Usually Silvana drove the children to school, and, while Nino was still asleep, I took care of Imma. That day, however, I had arranged things so that I could stay out all morning; I wanted to see if I could find in the Biblioteca Nazionale an old volume by Roberto Bracco, entitled
In the World of Women
. Meanwhile, I advanced slowly through the morning traffic with that thought in mind. I was driving, I was answering the children’s questions, I was returning to a Nino made of two parts, one that belonged to me, the other alien. When, with countless warnings and bits of advice, I left Dede and Elsa at their respective schools, the thought had become an image and, as happened often in that period, had been transformed into the nucleus of a possible story. It could be, I said to myself as I descended toward the sea, a novel in which a woman marries the man she’s been in love with since childhood, but on their wedding night she realizes that while a part of his body belongs to her, the other part is physically inhabited by a childhood friend of hers. Then in a flash everything was swept away by a sort of domestic alarm bell: I had forgotten to buy diapers for Imma.

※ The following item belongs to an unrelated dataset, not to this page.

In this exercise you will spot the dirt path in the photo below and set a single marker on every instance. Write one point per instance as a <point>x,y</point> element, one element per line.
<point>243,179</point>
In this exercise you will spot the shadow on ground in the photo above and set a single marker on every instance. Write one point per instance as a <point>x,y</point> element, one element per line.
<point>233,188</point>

Daily life frequently erupted, like a slap, making irrelevant if not ridiculous every meandering little fantasy. I pulled up, angry at myself. I was so burdened that, although I scrupulously wrote down on a notepad the things I needed to buy, I ended up forgetting the list itself. I fumed, I could never organize myself as I should. Nino had an important appointment for work, maybe he had already left, and anyway it was useless to count on him. I couldn’t send Silvana to the pharmacy because she would have had to leave the baby alone in the house. As a result there were no diapers, Imma couldn’t be changed and would have a rash for days. I went back to Via Tasso. I hurried to the pharmacy, I bought the diapers, I arrived home out of breath. I was sure I would hear Imma screaming from the landing but I opened the door with the key and entered a silent apartment.